PMO BEAT

Malice from the Maldives

Keen to make big friends and influence distant powers, Narendra Modi has been on a diplomatic overdrive these four years. In the process, he has been neglecting his neighbourhood.

Modi came to power mocking at Manmohan Singh’s “love letters to Pakistan”, and boasting of a 56-inch chest. Since then, India has been getting it on all fronts in the western theatre—on the LoC, on the IB, within the valley, and even in Pathankot, Punjab. More of our troops were killed in the last two years than in any other earlier year.

To the Chinese, it was Manmohan who showed a brave chest. He raised a mountain strike corps and two new divisions against them, and moved Sukhoi squadrons and BrahMos regiments up close. The Chinese behaved.

But they have been nasty with Modi. Slighted over Modi’s rejection of his invite to the belt-and-road jamboree, Xi Jinping sent his road-builders to Doklam on the Bhutan border. Modi sent troops to scare them, and a border stand-off followed. A face-saver deal was worked out, but we still don’t know who blinked. Even our military chiefs don’t know. The air chief says the Chinese are still there; the army chief says they aren’t.

The Bhutanese, once the most docile and the only ones who stood with us against the belt-and-road, are now said to be slipping into China’s lap. The Lankans have been managed—just about. They have stopped hosting Chinese warships in their ports, but their Hambantota port has been leased to the Chinese.

The Banglas are helpful, but that is because the Sheikh Hasina regime survives on a pro-India constituency. But the lady is making more enemies every day with her high-handed ways, and any outburst of opposition fire against her may scald India, too.

The Nepalese, who supply us the most loyal troops we can ever recruit, have been turning difficult, especially after Modi sent his foreign secretary to tell them how to write their constitution. They believe India had engineered the blockade of goods and fuel trucks to the Kathmandu valley a year ago. They are now waiting for the rail track from Tibet to Nepal be completed for goods rakes and fuel wagons from China to chug in.

The most painful slap on India’s face has come from the Maldives, once India’s friendliest neighbour, now ruled by a China-friendly president. He came in through a coup which India couldn’t prevent, and then exiled his predecessor. Now he has imposed an emergency regime, sent judges to jail and is pretending not to hear India’s words of caution. The unkindest cut of all was his refusal to send his Coast Guard, essentially a patrol-boat flotilla that has been groomed, armed and trained entirely by India, to join the India-hosted multi-navy Milan exercise.

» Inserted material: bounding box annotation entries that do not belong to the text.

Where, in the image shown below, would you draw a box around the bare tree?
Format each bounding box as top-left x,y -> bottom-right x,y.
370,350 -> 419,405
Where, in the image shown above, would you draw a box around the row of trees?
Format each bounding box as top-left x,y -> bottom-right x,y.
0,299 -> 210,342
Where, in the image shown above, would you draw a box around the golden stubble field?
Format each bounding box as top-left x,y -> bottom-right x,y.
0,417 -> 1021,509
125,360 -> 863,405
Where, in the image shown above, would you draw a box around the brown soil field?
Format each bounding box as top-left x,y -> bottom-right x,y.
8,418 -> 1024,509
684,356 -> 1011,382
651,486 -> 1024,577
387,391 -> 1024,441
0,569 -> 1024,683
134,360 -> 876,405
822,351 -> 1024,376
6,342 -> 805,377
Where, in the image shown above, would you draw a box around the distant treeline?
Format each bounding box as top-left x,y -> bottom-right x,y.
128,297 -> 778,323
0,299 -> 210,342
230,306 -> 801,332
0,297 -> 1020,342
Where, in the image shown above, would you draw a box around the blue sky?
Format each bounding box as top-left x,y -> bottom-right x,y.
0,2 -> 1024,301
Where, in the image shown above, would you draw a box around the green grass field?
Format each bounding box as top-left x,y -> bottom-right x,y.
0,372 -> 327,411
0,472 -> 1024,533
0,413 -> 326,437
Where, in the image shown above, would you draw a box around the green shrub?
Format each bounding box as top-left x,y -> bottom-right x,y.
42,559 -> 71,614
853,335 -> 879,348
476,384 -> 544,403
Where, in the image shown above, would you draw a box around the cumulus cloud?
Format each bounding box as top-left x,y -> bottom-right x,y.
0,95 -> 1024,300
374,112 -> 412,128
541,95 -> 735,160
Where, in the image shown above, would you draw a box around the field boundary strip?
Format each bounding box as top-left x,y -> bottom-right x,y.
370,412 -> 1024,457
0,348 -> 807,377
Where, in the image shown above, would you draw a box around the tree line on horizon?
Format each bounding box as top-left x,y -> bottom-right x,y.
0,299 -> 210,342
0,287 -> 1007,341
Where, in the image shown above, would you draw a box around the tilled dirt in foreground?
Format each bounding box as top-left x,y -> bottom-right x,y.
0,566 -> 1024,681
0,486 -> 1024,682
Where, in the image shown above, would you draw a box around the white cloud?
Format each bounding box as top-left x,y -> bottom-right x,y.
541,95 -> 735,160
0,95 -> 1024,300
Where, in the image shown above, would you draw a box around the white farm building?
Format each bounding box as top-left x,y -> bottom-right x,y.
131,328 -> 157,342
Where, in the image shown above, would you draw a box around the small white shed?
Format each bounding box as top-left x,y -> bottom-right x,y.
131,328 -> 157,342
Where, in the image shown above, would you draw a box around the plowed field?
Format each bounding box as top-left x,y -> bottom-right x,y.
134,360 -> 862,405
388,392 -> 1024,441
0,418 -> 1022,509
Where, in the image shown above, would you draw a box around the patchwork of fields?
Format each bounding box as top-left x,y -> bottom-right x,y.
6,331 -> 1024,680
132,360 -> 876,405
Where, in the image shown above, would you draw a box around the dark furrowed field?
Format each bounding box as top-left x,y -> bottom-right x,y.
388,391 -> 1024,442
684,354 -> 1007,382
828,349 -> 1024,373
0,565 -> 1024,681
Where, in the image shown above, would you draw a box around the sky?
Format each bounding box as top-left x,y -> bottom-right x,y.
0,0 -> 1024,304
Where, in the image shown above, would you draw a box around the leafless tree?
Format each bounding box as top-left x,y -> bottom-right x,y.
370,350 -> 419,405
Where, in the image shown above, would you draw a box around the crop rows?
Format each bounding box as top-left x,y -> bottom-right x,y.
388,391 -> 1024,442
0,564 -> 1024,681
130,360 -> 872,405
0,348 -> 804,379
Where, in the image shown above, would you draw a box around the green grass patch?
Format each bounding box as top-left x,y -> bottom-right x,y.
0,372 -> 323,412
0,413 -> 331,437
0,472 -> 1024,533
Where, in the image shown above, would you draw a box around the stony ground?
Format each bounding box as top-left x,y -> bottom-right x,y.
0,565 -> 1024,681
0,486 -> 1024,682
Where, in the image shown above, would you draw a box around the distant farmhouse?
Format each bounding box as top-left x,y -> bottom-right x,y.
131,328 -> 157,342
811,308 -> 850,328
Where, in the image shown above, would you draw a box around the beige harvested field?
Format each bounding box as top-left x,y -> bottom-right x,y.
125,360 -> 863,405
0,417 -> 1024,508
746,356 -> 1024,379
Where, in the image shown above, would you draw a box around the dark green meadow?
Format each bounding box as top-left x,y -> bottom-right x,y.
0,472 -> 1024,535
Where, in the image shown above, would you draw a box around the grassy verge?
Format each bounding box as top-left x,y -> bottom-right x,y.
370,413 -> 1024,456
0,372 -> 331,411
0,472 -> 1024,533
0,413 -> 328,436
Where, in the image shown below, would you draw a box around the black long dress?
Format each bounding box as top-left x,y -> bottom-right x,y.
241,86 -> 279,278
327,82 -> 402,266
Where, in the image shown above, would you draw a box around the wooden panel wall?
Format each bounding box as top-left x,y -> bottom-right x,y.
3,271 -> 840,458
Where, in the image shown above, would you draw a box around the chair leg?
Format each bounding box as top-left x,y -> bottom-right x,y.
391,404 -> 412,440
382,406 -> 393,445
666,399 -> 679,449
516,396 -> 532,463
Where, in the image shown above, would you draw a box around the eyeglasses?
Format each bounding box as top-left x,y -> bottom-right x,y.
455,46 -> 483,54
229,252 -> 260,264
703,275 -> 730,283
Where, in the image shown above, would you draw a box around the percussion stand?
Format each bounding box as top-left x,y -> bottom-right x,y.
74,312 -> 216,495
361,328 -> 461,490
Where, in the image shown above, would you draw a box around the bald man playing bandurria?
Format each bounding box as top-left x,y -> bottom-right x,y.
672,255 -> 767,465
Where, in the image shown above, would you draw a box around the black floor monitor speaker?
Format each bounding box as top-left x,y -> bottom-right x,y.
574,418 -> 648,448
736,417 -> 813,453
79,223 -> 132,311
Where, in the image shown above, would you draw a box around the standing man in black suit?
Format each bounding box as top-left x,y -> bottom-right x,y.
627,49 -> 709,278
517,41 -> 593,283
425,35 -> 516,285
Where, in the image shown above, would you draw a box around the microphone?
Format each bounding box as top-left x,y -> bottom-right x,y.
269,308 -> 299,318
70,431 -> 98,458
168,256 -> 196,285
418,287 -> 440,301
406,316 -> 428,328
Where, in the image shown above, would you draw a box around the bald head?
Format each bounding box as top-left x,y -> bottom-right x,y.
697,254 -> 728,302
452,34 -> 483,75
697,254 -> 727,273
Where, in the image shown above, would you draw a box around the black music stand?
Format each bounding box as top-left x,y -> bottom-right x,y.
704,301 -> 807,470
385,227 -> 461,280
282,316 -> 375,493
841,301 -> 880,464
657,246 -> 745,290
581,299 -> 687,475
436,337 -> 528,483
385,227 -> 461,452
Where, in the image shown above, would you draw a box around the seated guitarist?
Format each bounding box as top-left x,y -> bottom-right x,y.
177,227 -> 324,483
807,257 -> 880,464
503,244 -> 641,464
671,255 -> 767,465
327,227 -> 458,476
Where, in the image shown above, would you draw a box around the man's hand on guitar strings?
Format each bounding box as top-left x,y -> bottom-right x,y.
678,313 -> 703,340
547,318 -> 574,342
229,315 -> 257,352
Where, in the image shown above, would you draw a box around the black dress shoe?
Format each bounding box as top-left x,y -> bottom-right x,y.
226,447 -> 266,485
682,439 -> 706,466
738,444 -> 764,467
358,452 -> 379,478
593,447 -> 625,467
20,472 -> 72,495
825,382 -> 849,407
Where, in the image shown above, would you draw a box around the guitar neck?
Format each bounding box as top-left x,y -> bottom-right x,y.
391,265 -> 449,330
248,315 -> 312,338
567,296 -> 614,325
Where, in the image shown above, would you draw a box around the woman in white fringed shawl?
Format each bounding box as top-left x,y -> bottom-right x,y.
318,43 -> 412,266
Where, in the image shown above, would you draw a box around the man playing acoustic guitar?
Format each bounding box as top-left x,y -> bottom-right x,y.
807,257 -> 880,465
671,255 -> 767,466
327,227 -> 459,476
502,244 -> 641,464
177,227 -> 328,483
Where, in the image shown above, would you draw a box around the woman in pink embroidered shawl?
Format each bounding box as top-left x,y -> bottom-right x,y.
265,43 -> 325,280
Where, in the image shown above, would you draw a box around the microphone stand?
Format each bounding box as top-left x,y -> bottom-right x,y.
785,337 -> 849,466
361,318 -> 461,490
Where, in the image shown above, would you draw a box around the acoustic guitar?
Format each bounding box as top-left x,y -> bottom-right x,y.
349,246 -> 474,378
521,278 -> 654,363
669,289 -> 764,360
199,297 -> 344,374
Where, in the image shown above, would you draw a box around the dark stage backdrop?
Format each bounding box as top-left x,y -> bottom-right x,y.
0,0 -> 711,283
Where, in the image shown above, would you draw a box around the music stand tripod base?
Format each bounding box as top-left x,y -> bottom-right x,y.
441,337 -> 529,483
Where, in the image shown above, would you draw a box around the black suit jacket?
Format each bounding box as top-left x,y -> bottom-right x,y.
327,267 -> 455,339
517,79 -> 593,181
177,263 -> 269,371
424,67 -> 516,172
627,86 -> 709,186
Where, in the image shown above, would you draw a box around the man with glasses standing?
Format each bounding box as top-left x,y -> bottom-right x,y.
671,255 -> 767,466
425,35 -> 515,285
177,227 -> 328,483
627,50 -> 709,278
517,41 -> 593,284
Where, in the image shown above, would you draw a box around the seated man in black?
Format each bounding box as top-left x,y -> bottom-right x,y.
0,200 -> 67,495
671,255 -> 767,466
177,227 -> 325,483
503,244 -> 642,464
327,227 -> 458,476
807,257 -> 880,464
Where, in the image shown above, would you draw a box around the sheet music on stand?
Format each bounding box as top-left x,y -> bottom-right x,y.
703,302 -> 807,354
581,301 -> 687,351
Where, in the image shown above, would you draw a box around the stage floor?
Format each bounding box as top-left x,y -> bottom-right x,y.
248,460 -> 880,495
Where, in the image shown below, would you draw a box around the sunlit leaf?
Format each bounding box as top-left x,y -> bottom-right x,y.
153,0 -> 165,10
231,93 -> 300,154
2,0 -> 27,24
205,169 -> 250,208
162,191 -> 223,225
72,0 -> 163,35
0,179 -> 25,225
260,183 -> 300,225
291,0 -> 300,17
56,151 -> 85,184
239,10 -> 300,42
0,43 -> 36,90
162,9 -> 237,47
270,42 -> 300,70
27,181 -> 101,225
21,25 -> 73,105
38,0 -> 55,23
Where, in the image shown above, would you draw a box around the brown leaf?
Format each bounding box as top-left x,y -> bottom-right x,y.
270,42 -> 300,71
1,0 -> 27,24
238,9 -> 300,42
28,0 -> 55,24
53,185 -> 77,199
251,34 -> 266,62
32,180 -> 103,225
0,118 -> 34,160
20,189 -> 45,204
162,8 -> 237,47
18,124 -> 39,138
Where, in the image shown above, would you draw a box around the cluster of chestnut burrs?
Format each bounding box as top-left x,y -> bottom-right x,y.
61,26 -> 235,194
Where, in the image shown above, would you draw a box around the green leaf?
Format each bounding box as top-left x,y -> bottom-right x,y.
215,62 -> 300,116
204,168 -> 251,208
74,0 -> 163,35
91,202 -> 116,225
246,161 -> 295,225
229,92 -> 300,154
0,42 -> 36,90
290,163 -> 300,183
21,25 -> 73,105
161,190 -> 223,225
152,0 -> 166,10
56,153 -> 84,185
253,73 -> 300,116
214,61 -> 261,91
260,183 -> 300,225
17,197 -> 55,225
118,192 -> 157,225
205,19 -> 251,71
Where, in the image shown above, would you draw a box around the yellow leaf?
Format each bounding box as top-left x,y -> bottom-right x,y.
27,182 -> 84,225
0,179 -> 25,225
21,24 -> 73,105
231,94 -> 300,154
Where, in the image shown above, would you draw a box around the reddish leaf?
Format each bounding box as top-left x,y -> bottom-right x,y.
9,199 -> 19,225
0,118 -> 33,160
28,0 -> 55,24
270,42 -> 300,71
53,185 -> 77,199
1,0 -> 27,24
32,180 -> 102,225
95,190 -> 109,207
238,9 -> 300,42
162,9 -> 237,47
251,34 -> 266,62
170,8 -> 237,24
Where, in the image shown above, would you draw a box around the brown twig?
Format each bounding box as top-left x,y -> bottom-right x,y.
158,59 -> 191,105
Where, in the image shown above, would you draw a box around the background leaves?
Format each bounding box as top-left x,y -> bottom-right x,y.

Illustration: Bhaskaran Illustration: Bhaskaran

India has been building a grand security dome across the Indian Ocean, but a truant Maldives could undermine it. The dome would stretch from the Malacca Strait to the Horn of Africa, and from Diego Garcia to the Gulf of Oman. Singapore is letting us dock our warships in their port. The Seychelles have let us build radars on their coast to scan the seas, and even agreed to lease us their Assumption Island for building naval berths. Oman has been persuaded to lease land to India to build a base. Next week, Emmanuel Macron will sign a deal allowing Modi to berth our ships in France’s Reunion Islands near Madagascar and in Djibouti. Mauritius is willing to lend us Agalega island to build naval rigs. There is already a logistics deal with the US which gives us access to Diego Garcia.

Indeed a grand security dome over the waters! But it could prove to be a bubble in the water, if the Maldives choose to prick it by hosting Chinese and Pakistani ships coming in from Gwadar.